One of the key reasons for the change to revenue recognition standards is that companies in different industries had different accounting practices. In other words, there was no conformity. This was a major concern for rule setting agencies. To ensure that all companies are using the same set of standards to report revenue, FASB has clearly stated its approach. It has stated that entities should recognize revenue “to depict the transfer of promised goods or services to customers in an amount that reflects the consideration to which the entity expects to be entitled in exchange for those goods or services.” To help companies apply this principle, they have outlined a five step process for recognition:
- Identify the contract(s) with a customer.
- Identify the performance obligations in the contract.
- Determine the transaction price.
- Allocate the transaction price to the performance obligations in the contract.
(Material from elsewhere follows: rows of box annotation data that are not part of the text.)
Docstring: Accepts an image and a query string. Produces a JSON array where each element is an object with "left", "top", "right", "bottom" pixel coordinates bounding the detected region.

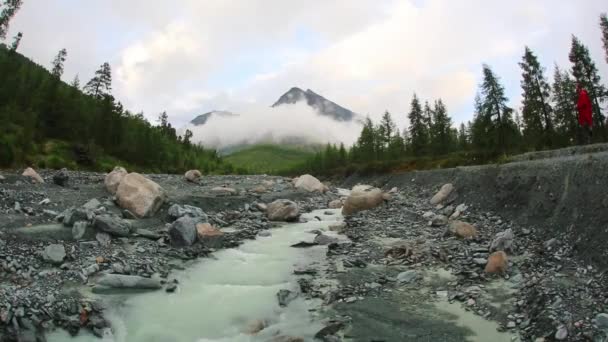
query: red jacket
[{"left": 576, "top": 89, "right": 593, "bottom": 127}]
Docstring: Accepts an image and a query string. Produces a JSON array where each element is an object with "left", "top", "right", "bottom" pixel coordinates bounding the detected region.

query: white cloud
[{"left": 5, "top": 0, "right": 608, "bottom": 139}]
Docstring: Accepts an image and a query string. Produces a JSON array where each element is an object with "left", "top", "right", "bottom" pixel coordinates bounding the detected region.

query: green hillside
[
  {"left": 224, "top": 144, "right": 314, "bottom": 173},
  {"left": 0, "top": 44, "right": 233, "bottom": 173}
]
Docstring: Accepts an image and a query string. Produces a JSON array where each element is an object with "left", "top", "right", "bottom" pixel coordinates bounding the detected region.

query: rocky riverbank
[
  {"left": 0, "top": 157, "right": 608, "bottom": 341},
  {"left": 0, "top": 171, "right": 335, "bottom": 341}
]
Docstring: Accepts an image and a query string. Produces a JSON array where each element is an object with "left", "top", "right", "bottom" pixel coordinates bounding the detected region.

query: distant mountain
[
  {"left": 272, "top": 87, "right": 358, "bottom": 121},
  {"left": 190, "top": 110, "right": 239, "bottom": 126}
]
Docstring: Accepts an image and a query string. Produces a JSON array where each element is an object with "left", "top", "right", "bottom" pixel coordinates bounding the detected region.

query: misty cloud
[{"left": 182, "top": 103, "right": 362, "bottom": 148}]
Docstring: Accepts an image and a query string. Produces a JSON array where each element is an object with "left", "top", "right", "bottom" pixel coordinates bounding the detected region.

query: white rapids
[{"left": 48, "top": 209, "right": 343, "bottom": 342}]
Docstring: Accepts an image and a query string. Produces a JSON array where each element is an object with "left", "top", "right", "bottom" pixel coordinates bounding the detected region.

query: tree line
[
  {"left": 289, "top": 14, "right": 608, "bottom": 174},
  {"left": 0, "top": 0, "right": 239, "bottom": 173}
]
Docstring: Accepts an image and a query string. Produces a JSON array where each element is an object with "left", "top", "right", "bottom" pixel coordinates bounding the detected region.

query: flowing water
[{"left": 49, "top": 209, "right": 342, "bottom": 342}]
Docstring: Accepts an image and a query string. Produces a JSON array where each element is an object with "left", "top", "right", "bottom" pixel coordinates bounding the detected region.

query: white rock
[
  {"left": 431, "top": 183, "right": 454, "bottom": 205},
  {"left": 342, "top": 189, "right": 384, "bottom": 215},
  {"left": 116, "top": 172, "right": 167, "bottom": 218},
  {"left": 294, "top": 174, "right": 328, "bottom": 192},
  {"left": 266, "top": 199, "right": 300, "bottom": 221},
  {"left": 104, "top": 166, "right": 128, "bottom": 194},
  {"left": 21, "top": 167, "right": 44, "bottom": 183},
  {"left": 184, "top": 170, "right": 203, "bottom": 183}
]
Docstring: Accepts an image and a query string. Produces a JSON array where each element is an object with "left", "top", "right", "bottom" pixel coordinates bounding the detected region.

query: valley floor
[{"left": 0, "top": 148, "right": 608, "bottom": 342}]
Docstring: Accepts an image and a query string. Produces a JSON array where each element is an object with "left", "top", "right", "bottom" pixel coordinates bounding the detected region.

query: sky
[{"left": 4, "top": 0, "right": 608, "bottom": 132}]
- Recognize revenue when (or as) the reporting organization satisfies a performance obligation.
Impact on Construction/Contractors
To most business owners the information above may seem like a foreign language. After all, how will this really impact my business? The truth is that there will be a practical impact on current practices for everyone in the construction industry. Below is just a sample of the impact:
- Change Orders – Using the 5 step process it is possible that a change order may represent a new contract with a customer. The key for determining whether a new contract has been created is whether or not it is distinct from the original contract. For example, if the contract is distinct and has its own price then it’s treated as a new contract and accounted for as such. If a change order uses goods and services, not distinct from the existing contract, then no new contract accounting obligation exists. The rules governing change orders are quite complex but generally speaking these examples allude to the classification process.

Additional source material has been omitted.